Matéria do site Mídia Ninja sobre fundador do Santo Daime gera desinformação em torno do status legal da bebida no país

Carlos Minuano e Juarez Duarte Bomfim, para a Psicodelicamente

Foto: Paula Nogueira

Em novembro, no mês da consciência negra, o site Mídia Ninja publicou uma reportagem sobre a história de Raimundo Irineu Serra (1892-1971), mais conhecido como mestre Irineu, o fundador do Centro de Iluminação Cristã Luz Universal Alto Santo, sediado no Acre, que deu origem à doutrina do Santo Daime. O culto religioso utiliza a bebida psicoativa ayahuasca, também usada ritualísticamente por povos indígenas da Amazônia. Entretanto, o parágrafo final da matéria traz informações equivocadas sobre o status legal do chá psicodélico no Brasil.
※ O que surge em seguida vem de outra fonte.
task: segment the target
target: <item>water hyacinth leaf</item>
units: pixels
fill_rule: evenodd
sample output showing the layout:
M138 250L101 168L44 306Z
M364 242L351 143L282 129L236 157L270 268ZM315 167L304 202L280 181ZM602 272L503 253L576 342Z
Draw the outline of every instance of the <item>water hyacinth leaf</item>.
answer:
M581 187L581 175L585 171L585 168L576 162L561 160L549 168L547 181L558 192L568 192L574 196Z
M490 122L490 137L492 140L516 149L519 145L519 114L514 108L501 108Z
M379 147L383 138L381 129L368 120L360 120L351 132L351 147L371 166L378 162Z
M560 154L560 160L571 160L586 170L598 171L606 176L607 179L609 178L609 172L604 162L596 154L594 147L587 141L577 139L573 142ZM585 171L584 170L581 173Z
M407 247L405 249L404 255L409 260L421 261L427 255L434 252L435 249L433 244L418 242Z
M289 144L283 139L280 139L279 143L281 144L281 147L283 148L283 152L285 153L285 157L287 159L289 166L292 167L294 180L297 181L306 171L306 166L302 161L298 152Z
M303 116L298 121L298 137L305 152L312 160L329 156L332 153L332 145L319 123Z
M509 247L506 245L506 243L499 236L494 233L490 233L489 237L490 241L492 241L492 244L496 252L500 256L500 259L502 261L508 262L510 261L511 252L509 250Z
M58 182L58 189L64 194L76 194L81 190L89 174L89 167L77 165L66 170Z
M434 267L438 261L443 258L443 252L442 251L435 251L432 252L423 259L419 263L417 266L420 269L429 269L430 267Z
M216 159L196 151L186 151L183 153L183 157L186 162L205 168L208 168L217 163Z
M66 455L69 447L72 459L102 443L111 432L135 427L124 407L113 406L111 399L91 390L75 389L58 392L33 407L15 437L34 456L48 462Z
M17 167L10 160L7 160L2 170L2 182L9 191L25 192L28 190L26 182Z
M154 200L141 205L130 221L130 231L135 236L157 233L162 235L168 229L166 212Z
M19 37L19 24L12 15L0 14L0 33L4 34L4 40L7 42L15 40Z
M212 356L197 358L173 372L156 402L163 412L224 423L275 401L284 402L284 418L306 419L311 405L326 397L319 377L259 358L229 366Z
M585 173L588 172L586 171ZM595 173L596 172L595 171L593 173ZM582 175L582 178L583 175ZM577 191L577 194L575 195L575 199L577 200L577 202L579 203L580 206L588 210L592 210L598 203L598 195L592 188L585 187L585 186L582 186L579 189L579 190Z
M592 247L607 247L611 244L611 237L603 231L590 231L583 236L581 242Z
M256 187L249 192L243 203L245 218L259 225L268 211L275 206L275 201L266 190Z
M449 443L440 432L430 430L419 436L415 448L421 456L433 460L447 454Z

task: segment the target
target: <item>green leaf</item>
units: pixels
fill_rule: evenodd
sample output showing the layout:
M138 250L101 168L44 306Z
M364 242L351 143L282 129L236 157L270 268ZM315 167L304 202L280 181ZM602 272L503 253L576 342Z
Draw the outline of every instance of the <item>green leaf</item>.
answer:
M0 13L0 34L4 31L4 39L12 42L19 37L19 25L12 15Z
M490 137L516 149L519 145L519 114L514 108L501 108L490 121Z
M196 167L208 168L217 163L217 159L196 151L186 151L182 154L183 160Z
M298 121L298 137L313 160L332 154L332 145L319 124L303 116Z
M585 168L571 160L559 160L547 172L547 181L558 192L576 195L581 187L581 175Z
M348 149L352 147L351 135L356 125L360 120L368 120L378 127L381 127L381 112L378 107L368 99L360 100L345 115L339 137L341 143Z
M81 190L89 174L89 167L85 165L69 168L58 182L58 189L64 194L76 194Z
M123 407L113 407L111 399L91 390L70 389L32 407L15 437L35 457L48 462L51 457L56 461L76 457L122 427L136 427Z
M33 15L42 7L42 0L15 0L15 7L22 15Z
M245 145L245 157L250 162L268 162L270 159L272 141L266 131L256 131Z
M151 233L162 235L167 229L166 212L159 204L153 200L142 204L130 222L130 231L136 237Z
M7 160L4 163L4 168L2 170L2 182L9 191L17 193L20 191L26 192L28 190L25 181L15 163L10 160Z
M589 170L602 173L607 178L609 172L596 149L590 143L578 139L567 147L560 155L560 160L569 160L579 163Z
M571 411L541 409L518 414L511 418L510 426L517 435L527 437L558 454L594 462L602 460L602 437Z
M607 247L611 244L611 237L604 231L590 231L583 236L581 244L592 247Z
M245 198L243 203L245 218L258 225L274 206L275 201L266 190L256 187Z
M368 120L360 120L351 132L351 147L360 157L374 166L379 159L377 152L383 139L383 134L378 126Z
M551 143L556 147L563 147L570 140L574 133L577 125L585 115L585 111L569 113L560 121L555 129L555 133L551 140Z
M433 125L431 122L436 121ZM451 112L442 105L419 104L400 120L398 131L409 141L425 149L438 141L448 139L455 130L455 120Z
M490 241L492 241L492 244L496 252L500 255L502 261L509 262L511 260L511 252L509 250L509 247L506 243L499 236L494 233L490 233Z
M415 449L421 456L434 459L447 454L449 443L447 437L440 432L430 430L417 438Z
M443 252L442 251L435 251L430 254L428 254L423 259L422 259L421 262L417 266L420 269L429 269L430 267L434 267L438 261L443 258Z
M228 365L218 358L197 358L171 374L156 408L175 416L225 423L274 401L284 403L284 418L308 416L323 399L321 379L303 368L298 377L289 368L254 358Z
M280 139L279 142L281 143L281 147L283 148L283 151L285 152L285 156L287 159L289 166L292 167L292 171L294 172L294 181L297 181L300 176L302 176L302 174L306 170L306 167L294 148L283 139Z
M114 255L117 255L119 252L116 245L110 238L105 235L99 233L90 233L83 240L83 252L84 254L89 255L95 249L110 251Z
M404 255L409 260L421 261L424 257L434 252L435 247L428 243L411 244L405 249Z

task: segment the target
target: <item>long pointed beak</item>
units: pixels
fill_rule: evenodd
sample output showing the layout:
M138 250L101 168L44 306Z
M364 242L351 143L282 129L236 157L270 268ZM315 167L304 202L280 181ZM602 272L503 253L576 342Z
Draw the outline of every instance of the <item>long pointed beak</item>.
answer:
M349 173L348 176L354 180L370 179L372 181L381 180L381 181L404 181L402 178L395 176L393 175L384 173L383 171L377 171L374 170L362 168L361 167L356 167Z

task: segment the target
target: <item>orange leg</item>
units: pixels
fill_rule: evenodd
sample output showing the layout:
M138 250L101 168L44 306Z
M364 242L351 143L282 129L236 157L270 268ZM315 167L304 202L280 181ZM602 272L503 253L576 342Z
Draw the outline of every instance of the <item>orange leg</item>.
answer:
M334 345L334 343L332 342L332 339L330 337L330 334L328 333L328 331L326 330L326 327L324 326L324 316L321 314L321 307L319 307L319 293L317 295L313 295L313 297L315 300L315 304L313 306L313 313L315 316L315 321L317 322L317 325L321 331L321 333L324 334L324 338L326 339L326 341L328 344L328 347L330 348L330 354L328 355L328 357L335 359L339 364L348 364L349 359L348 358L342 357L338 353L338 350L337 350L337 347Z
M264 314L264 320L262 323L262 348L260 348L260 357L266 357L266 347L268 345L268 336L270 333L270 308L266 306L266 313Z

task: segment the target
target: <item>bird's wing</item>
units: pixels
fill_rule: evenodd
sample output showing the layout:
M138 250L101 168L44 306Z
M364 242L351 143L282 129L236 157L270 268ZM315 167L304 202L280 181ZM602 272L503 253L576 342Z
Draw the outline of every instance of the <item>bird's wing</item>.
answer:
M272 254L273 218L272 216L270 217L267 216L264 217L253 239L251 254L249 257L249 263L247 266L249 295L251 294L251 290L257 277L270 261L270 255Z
Sabe-se que o site Mídia Ninja mantém uma linha editorial de respeito à diversidade cultural e defesa dos direitos humanos. Mas, a matéria “Mestre Irineu, conheça a história do filho de escravizados que criou uma religião de origem amazônica”, reproduz uma narrativa enviesada de preconceito e discriminação ao uso ritualístico e religioso da ayahuasca.

Embora contenha informações biográficas e antropológicas satisfatórias para uma publicação não especializada no assunto, a matéria, ao abordar a legalidade da ayahuasca, citando como fonte a PF (Polícia Federal), afirma que “o consumo do chá é legal apenas no âmbito religioso, em outras circunstâncias pode ser considerado crime, a depender do contexto.”
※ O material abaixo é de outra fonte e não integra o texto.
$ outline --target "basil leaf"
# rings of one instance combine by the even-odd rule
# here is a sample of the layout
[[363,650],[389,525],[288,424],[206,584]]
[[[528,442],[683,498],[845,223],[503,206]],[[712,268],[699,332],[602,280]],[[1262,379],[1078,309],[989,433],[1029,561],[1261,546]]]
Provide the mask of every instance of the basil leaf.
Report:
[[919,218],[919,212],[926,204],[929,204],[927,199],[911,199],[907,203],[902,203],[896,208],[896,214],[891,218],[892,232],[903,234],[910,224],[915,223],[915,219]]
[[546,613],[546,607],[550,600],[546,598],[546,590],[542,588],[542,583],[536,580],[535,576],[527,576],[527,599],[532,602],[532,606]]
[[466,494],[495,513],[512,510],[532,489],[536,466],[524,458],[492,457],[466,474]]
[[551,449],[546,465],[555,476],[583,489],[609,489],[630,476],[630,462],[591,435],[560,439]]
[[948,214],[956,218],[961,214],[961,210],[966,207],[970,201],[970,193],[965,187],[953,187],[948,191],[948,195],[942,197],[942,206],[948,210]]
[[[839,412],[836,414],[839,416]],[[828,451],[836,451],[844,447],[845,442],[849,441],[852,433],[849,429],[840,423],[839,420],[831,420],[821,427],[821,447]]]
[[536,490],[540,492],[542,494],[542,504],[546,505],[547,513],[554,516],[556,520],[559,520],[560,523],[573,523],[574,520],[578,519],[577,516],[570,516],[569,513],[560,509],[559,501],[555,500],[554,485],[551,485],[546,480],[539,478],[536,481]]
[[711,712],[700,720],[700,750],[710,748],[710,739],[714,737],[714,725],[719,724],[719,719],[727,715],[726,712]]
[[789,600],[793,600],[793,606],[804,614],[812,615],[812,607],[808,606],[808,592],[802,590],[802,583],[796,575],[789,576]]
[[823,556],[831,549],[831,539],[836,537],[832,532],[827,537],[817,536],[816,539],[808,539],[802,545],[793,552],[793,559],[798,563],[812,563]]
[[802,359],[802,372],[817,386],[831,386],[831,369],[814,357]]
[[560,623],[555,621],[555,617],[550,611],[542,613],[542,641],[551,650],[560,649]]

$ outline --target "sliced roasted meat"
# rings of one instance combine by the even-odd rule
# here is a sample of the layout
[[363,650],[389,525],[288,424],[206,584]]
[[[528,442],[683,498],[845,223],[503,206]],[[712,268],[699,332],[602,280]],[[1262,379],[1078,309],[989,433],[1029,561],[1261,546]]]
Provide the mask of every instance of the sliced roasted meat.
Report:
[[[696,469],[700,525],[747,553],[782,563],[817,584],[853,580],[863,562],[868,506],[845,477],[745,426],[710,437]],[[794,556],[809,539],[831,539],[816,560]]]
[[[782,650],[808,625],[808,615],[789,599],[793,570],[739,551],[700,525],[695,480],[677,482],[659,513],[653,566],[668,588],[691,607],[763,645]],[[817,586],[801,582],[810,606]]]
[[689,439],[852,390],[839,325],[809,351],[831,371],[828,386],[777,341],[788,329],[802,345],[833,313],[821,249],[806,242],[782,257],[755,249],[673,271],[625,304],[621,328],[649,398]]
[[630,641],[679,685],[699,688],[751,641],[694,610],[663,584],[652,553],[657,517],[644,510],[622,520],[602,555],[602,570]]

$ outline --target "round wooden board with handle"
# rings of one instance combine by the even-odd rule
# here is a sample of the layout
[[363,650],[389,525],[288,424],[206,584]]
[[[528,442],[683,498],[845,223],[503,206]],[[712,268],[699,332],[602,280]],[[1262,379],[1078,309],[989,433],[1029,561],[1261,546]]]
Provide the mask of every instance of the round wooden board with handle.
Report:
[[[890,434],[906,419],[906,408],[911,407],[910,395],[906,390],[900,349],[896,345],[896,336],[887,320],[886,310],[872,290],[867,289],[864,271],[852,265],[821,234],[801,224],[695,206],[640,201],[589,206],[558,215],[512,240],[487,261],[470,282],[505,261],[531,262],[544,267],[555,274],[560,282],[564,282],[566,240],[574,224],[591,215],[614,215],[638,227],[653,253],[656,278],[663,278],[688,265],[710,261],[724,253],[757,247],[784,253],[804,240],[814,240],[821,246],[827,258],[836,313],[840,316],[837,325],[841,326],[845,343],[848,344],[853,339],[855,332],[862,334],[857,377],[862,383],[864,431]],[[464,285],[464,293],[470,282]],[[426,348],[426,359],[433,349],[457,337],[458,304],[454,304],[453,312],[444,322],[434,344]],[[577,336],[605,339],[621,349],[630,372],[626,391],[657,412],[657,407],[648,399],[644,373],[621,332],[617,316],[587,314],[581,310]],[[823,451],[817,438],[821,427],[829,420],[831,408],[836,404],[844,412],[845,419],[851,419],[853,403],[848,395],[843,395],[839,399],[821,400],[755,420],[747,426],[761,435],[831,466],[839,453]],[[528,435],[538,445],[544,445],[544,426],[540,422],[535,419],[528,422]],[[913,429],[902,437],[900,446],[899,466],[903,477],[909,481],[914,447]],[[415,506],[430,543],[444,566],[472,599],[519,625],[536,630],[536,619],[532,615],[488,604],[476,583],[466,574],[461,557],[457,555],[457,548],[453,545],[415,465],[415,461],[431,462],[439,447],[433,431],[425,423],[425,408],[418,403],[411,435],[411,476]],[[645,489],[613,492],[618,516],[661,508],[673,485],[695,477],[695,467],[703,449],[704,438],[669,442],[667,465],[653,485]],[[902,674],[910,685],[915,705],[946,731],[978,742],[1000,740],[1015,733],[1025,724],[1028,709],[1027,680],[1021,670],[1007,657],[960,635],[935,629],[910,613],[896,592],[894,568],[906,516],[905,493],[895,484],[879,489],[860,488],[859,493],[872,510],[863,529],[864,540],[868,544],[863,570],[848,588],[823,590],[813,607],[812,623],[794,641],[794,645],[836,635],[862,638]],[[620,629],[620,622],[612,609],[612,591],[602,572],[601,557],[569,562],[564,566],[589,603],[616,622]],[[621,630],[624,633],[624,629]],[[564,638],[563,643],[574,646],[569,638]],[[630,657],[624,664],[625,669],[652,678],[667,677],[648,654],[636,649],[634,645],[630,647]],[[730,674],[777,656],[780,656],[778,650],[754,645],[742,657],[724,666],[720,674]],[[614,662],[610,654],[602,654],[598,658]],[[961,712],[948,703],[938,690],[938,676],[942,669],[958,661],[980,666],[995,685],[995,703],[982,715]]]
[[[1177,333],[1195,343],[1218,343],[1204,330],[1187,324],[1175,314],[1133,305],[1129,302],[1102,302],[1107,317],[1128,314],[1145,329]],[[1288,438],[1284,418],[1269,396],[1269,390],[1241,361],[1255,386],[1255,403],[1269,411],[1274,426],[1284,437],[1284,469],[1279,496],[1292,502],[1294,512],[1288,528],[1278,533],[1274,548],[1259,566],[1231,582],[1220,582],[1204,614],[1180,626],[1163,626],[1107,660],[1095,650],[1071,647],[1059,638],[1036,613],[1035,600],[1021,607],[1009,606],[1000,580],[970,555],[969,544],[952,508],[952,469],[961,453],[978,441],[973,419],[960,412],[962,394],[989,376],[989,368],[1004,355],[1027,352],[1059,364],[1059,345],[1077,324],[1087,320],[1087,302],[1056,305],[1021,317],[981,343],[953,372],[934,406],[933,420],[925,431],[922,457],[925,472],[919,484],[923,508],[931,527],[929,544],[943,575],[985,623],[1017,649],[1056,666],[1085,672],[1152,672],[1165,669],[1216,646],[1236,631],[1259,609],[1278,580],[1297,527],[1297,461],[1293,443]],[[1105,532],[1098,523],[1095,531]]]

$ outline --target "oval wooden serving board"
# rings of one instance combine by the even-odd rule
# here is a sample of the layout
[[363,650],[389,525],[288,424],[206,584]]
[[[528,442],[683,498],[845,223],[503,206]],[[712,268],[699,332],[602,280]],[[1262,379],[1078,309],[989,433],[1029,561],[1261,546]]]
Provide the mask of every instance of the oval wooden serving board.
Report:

A informação está alinhada com a nefasta política de “guerra às drogas” que estado e governo brasileiro travam, incansavelmente, seguindo o modelo da matriz americana (EUA), e que recrudesceu a partir dos anos 1970.

É preocupante as desinformações veiculadas pelo site sobre o status legal da ayahuasca no Brasil. Em nenhuma hipótese a PF tem autoridade para definir o que é ou deixa de ser consumo de ayahuasca “no âmbito religioso.”

Esta é uma questão sociológica e antropológica, baseada na realidade social de construção de identidade de grupo, que pode ser autodeclarada e assim legitimar-se.

Sob a luz da compreensão da resolução do Conad (Conselho de Políticas sobre Drogas) de 25 de janeiro de 2010, que regulamenta o uso da bebida, o uso de ayahuasca não pode ser criminalizado. Está inclusive contemplado por salvaguardas previstas no art. 2°, da Lei 11.343, de 23/08/2006 (Lei de Drogas).

A reportagem encerra afirmando que “o Brasil é signatário de normas legais e convenções que consideram crime a exportação da ayahuasca”. Mas, não informa qual ‘norma’ ou ‘convenção’ nem muito menos quem assinou o tal documento, se foi a Presidência da República, o Ministério da Justiça, ou de Relações Exteriores.

E há uma contradição crassa na afirmativa. Criminalizar ou não a ayahuasca depende da legislação em vigor de cada país. No caso brasileiro, usar ou portar ayahuasca não é crime. O máximo que a Polícia Federal pode fazer é impedir a tentativa de exportação da bebida, ainda em território nacional.

E se a apreensão de ayahuasca se der em solo estrangeiro, cujo envio se originou no Brasil, se a Polícia Federal for convocada, o que ela pode fazer é auxiliar as autoridades policiais destes países, baseado na existência de possíveis acordos de colaboração. Mas não pode criminalizar e ameaçar de punição o remetente da ayahuasca por “tráfico internacional de drogas”.

Regulamentação da ayahuasca

O governo brasileiro regulamentou o uso da ayahuasca para fins ritualísticos e religiosos com a resolução do Conad em 2010.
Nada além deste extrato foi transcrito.